Une religieuse, qui parcourt la région, et un jeune, qui a vu plusieurs de ses proches tués ici, dans la zone anglophone du NordOuest, ont témoigné devant le pape : « Il y a trop d’insécurité à Bamenda. Quand vous partez de chez vous, vous ne savez jamais ce qui peut se passer, à tout moment. C’est l’incertitude à tous les coins de rue. N’importe quoi peut vous arriver. Parfois, ce sont des explosifs. On entend le bruit des explosions. Parfois, ce sont des arrestations, ou bien des tirs… Il y a beaucoup d’insécurité ici. Ça m’est arrivé à moi. Le 14 novembre 2024, mon mari a été enlevé par des hommes armés non-identifiés, il a été emmené dans le bush pendant 4 jours, on a dû payer une rançon pour sa libération. Il a été sévèrement battu, il a eu deux doigts coupés qui ont été amputés. Nous avons dû quitter Batibo pour venir à Bamenda. Donc, on espère que la venue du pape, ici, à Bamenda, que sa présence et celle de l’Esprit Saint vont toucher les autorités de notre pays pour qu’elles fassent quelque chose ».
Puis, dans son message, ce dernier a été acclamé lorsqu'il a dit : « Heureux les artisans de paix. Malheur en revanche à ceux qui détournent les religions et le nom même de Dieu à leurs propres fins ». Une allusion aux incursions du groupe jihadiste Boko Haram dans les régions septentrionales.
À propos du conflit dans les régions Nord-Ouest et Sud-Ouest, Léon XIV a fustigé ceux qui provoquent les souffrances : « Les seigneurs de la guerre font semblant de l'ignorer, mais il suffit d'un instant pour détruire, alors qu'une vie entière ne suffit pas souvent pour reconstruire ».
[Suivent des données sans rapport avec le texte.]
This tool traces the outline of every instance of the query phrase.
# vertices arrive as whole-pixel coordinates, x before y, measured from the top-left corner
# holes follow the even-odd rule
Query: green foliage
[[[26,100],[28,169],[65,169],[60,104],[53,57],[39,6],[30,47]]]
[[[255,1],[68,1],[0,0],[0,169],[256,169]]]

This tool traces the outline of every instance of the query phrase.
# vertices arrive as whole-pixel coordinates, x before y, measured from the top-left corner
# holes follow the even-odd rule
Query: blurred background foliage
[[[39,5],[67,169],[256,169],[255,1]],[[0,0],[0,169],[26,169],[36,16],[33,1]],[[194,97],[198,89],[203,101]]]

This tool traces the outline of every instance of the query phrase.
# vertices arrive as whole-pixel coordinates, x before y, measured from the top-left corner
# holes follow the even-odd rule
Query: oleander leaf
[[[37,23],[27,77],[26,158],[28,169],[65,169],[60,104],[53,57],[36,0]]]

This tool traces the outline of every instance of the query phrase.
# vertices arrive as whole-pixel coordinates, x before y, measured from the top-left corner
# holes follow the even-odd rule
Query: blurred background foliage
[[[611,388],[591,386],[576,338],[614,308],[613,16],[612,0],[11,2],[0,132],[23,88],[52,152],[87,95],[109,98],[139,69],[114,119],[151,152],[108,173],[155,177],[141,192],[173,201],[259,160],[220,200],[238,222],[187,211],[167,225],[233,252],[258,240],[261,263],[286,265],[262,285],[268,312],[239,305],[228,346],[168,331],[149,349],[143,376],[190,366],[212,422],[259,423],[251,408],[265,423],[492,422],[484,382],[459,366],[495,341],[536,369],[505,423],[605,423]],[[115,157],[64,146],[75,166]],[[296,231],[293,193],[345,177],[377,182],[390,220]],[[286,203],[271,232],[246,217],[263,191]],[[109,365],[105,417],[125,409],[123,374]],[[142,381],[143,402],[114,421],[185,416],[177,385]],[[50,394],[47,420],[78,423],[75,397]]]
L'aéroport de Bamenda a ensuite servi de cadre à la messe très symbolique qu’a donnée le Saint Père. Cet endroit a été l'épicentre du conflit dans la région, notamment en 2019, lorsque ceux qu'on appelle ici les « Ambaboys », les séparatistes, avaient lancé des attaques contre un vol de la compagnie Camair. Depuis cette année-là, l'aéroport est fermé et n'a été remis en service que pour accueillir le Pape sur place. Au sein de la foule présente pour cette eucharistie, de nombreuses personnes étaient vêtues d'un pagne particulier. Béatrice portait ainsi une « robe en pagne avec de tons verts et jaunes, avec des photos du pape Léon XIV ». Touchée par la visite du Souverain pontife, cette Camerounaise « attend un grand changement », notamment de la part du gouvernement : « Le pape lui a rendu visite, il a rencontré ses membres, il a parlé avec eux. Et maintenant, à Bamenda, il appelle au dialogue. La venue du pape ici nous donne beaucoup d'espoir ». Le pape Léon XIV après avoir délivré un message fort de paix et de réconciliation nationale, a quitté l'aéroport de Bamenda au son des chants de la foule en liesse.